India’s IT industry body Nasscom on Thursday said the US Congress decision to increase fee for H-1B and L1 visas is a contradiction to US’ call for opening up markets, especially to allow American companies to invest and do more business in India.
“We are increasingly seeing a growing protectionist trend from developed countries like US who have been strongly advocating India to have a more liberalised trade and business environment. This move is contrary to President Barack Obama’s stated support for continued openness and ease of access to the US market by Indian service companies and his advocacy of continued openness of the Indian market to US companies,” Nasscom said.
On Wednesday, the US Congress imposed a special fee of up to $4500 on the H-1B and L-1 visas to fund a 9/11 healthcare act and biometric tracking system.
The US House of Representative is slated to vote on the $1.1 trillion spending bill deal on Friday following which it goes to the Senate and then the President for assent.

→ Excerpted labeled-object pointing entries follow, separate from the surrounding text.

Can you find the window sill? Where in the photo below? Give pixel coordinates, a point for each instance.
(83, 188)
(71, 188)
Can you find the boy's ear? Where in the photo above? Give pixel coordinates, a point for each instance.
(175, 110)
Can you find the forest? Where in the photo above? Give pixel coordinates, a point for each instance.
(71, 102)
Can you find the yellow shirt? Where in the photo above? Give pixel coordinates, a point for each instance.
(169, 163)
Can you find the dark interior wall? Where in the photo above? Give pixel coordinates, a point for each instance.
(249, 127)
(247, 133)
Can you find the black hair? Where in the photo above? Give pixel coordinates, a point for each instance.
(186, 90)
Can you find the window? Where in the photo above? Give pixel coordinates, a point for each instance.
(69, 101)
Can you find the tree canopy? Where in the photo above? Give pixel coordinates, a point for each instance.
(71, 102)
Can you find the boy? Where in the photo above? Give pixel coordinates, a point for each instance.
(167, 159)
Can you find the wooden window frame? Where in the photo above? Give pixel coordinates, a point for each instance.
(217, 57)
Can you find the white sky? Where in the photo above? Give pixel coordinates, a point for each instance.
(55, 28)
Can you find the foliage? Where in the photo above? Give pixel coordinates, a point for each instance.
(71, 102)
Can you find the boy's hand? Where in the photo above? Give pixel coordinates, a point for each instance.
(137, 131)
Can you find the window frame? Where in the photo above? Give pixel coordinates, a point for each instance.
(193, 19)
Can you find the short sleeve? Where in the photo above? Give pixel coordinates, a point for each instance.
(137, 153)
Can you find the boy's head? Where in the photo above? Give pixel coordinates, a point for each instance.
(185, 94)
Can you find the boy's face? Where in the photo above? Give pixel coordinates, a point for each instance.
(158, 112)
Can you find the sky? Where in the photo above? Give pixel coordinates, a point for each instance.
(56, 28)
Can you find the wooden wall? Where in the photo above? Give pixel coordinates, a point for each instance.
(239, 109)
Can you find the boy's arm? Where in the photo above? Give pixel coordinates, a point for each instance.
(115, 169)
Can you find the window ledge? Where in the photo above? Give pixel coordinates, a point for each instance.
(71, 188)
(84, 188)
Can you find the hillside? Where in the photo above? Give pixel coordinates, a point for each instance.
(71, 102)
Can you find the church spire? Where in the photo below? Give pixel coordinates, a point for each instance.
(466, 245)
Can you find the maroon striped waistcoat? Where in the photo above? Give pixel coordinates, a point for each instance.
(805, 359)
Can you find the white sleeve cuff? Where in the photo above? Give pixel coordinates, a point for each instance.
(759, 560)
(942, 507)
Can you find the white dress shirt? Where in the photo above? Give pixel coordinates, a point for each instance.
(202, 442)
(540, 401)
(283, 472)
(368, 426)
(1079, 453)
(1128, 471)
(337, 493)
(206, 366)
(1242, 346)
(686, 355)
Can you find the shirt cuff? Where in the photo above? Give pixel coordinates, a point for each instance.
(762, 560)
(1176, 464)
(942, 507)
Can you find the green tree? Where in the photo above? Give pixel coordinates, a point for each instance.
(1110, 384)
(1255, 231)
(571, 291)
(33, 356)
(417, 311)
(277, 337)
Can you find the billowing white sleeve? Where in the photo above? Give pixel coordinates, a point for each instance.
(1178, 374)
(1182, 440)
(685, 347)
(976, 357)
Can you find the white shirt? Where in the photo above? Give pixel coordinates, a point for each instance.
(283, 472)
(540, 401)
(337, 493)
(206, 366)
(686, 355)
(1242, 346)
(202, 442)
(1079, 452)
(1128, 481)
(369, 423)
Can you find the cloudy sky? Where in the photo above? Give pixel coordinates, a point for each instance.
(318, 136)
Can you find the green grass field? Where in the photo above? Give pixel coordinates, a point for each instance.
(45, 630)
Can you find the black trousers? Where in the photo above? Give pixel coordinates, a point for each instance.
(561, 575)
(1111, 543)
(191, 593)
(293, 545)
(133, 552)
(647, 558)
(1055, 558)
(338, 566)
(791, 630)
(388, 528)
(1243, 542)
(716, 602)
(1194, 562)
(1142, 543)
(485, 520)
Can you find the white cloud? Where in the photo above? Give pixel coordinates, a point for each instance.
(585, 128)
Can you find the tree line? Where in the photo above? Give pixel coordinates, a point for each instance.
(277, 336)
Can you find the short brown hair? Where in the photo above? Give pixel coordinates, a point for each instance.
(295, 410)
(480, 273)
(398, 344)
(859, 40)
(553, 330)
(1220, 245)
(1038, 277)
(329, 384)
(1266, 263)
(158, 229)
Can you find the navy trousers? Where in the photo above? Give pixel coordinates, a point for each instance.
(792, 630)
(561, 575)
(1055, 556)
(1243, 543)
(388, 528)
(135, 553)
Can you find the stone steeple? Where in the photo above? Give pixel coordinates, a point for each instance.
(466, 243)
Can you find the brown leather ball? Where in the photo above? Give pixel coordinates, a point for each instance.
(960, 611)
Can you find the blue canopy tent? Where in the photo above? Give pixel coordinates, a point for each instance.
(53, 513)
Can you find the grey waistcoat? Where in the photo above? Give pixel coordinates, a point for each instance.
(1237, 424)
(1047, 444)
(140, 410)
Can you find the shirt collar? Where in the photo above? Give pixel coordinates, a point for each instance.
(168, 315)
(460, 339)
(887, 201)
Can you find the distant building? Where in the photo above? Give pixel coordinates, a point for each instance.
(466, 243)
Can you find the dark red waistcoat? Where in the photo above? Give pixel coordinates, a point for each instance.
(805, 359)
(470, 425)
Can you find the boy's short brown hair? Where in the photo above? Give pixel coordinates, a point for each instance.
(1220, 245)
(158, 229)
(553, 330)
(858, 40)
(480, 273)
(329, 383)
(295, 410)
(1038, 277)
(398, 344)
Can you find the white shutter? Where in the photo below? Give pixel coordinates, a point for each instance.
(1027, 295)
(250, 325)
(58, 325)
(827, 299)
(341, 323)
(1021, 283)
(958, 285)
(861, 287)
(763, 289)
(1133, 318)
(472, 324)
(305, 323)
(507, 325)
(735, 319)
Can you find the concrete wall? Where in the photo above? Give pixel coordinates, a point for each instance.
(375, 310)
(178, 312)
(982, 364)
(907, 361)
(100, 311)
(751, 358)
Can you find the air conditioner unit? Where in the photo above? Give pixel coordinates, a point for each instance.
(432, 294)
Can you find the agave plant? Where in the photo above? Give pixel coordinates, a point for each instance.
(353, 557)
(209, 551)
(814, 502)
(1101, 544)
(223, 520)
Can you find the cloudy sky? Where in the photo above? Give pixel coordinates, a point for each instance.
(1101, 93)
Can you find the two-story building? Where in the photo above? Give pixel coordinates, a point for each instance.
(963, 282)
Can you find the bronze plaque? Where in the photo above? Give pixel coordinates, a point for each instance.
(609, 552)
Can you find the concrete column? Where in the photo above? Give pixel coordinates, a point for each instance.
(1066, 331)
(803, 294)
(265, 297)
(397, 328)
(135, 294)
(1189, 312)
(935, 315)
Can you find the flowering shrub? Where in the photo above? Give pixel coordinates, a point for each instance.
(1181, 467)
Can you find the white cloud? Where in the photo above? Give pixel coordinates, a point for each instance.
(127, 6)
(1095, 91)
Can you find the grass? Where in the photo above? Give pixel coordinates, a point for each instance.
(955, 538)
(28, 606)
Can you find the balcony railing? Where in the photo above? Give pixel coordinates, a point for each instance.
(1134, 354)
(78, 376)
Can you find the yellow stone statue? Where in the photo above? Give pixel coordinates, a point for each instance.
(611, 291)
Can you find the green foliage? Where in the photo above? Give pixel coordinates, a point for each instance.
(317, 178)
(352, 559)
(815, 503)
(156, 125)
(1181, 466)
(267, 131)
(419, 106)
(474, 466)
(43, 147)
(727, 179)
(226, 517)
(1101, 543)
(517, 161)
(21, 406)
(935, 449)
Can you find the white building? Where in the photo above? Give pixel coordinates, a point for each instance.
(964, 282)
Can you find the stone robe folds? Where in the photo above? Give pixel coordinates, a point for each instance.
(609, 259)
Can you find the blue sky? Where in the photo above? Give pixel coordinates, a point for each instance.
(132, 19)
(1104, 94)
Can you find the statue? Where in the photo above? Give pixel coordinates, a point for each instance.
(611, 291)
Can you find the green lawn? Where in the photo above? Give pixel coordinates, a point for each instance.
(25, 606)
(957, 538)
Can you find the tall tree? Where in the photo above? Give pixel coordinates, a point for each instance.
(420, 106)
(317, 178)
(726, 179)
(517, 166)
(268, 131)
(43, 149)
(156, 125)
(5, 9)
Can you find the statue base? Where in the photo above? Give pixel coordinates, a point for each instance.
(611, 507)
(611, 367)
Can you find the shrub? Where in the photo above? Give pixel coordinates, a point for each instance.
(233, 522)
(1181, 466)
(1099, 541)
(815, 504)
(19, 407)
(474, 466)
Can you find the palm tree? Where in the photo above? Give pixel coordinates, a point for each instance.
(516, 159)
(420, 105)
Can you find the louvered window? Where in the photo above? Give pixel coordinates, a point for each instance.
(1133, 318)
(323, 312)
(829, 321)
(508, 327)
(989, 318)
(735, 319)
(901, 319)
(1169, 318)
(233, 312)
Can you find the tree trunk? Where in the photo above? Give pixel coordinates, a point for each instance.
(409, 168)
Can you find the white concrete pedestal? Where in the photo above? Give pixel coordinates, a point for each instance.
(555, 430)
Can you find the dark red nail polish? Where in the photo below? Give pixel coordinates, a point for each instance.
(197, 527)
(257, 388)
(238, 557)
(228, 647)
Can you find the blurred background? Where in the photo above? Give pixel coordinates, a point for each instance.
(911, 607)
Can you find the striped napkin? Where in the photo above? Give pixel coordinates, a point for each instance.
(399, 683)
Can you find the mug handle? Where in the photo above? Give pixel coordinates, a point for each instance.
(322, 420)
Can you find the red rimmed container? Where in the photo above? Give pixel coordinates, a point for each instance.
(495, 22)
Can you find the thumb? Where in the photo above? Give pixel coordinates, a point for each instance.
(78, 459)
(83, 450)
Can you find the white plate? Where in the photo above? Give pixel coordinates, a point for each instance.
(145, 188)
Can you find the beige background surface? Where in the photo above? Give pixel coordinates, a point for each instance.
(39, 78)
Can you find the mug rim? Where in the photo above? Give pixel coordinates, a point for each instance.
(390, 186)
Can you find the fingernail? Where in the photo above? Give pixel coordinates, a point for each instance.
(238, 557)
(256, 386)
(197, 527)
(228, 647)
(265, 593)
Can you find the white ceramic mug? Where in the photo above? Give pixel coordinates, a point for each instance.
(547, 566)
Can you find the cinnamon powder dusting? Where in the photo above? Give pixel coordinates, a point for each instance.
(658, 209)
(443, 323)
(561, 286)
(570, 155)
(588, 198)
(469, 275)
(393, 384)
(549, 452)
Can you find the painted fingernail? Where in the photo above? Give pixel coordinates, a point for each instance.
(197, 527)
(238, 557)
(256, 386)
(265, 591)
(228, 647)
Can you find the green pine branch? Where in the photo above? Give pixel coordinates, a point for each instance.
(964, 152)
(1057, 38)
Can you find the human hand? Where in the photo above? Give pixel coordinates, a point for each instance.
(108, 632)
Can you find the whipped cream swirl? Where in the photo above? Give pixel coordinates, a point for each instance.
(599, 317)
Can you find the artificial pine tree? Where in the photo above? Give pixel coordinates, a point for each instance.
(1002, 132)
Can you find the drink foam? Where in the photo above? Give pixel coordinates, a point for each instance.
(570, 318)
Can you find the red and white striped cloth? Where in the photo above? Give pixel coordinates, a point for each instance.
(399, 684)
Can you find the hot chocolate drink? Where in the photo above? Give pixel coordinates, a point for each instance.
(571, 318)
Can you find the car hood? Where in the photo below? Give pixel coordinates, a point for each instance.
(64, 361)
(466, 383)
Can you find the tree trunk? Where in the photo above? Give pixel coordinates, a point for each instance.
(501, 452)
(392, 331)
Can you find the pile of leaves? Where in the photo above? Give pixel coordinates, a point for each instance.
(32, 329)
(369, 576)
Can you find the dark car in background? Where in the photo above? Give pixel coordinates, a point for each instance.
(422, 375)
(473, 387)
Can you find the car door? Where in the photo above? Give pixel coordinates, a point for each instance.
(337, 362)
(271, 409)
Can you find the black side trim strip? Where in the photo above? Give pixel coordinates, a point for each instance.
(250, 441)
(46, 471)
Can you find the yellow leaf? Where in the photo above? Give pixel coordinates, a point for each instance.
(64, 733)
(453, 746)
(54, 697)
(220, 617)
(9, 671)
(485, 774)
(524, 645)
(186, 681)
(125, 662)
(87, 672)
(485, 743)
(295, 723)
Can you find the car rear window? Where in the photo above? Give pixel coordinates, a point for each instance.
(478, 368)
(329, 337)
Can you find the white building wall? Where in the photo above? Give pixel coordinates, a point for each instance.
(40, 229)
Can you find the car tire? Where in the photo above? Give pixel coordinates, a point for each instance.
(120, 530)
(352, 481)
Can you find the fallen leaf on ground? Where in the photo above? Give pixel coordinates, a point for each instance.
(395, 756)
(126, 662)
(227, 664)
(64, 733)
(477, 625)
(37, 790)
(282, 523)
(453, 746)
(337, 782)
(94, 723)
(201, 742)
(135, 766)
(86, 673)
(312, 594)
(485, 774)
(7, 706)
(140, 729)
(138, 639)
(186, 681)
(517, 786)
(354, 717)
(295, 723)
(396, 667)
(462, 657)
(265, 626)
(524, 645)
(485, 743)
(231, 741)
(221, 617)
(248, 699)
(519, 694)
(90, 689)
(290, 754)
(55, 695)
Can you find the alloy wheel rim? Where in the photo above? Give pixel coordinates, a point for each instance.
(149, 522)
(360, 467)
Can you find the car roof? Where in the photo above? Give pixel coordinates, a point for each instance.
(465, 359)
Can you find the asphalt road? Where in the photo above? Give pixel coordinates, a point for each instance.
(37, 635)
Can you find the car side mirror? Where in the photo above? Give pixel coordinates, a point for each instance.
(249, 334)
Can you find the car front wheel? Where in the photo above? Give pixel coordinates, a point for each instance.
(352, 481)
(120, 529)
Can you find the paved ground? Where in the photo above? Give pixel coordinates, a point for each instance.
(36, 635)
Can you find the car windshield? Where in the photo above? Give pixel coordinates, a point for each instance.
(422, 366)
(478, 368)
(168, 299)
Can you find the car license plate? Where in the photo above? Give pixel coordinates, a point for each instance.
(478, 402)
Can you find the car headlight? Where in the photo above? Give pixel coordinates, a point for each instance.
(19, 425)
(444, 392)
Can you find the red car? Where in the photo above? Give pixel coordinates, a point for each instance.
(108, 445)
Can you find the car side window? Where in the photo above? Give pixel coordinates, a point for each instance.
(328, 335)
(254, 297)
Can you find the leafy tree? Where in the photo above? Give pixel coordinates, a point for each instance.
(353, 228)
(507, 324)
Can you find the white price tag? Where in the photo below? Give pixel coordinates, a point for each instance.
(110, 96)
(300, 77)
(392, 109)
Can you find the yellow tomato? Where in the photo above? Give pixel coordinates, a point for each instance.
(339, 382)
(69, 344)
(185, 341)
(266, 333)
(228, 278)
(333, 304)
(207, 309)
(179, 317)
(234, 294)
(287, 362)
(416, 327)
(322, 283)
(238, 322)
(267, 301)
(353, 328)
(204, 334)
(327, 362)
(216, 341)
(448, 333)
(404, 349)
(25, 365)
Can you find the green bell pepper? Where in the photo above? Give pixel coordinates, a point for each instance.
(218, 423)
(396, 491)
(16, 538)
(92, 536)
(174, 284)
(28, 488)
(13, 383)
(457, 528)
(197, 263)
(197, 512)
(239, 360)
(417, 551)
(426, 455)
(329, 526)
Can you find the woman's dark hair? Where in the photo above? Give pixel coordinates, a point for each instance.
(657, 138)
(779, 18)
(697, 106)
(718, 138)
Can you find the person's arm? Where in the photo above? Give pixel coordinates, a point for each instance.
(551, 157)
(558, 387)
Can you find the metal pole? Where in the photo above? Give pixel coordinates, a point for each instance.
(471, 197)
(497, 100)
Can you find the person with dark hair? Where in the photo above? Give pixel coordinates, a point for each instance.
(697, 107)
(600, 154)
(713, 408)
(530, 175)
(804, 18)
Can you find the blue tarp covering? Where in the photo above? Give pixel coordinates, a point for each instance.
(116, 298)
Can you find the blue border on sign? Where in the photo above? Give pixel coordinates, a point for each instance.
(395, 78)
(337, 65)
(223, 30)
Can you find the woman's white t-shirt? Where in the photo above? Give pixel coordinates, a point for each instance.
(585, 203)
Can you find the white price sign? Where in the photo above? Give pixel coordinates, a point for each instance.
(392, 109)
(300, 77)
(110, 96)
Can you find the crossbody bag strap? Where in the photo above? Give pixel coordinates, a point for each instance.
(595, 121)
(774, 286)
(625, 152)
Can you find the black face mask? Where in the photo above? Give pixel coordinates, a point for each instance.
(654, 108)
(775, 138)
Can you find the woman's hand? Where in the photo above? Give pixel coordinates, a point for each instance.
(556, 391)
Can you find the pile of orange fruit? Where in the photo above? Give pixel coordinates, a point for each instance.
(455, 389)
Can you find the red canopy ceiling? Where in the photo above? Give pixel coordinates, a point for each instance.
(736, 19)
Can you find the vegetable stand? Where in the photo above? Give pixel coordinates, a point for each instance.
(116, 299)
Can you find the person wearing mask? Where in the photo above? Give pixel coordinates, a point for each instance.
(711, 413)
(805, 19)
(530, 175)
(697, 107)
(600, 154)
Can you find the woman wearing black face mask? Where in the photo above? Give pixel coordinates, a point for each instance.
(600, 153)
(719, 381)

Less than two weeks ago, two US senators introduced a legislation seeking to cut the number of H-1B work visas by 15,000.
Companies having at least 50 employees with 50 per cent of their employees on H-1B or L-1 visa, will have to pay a new fee of $4,000 for H-1B visas and $4,500 for L-1 visas, as per the bill.
Nasscom said it has raised this issue at all levels and there is strong support from the Indian government, along with associations like USIBC and the US India CEO Forum. Prime Minister Modi has also raised this issue and expressed his concern directly with Obama.
The temporary provision for the large visa fee is for 10 years as against a previous provision of five years.
A previous provision to charge $2,000 tax on H1-B visas under James Zadroga 9/11 Health and Compensation Act of 2010 ended on September 30, after a one year extension.
Though targeted mainly at Indian IT companies, the fee was used to strengthen the porous US-Mexico border, by deploying an additional 1,500 National Guards, unmanned drones and other measures.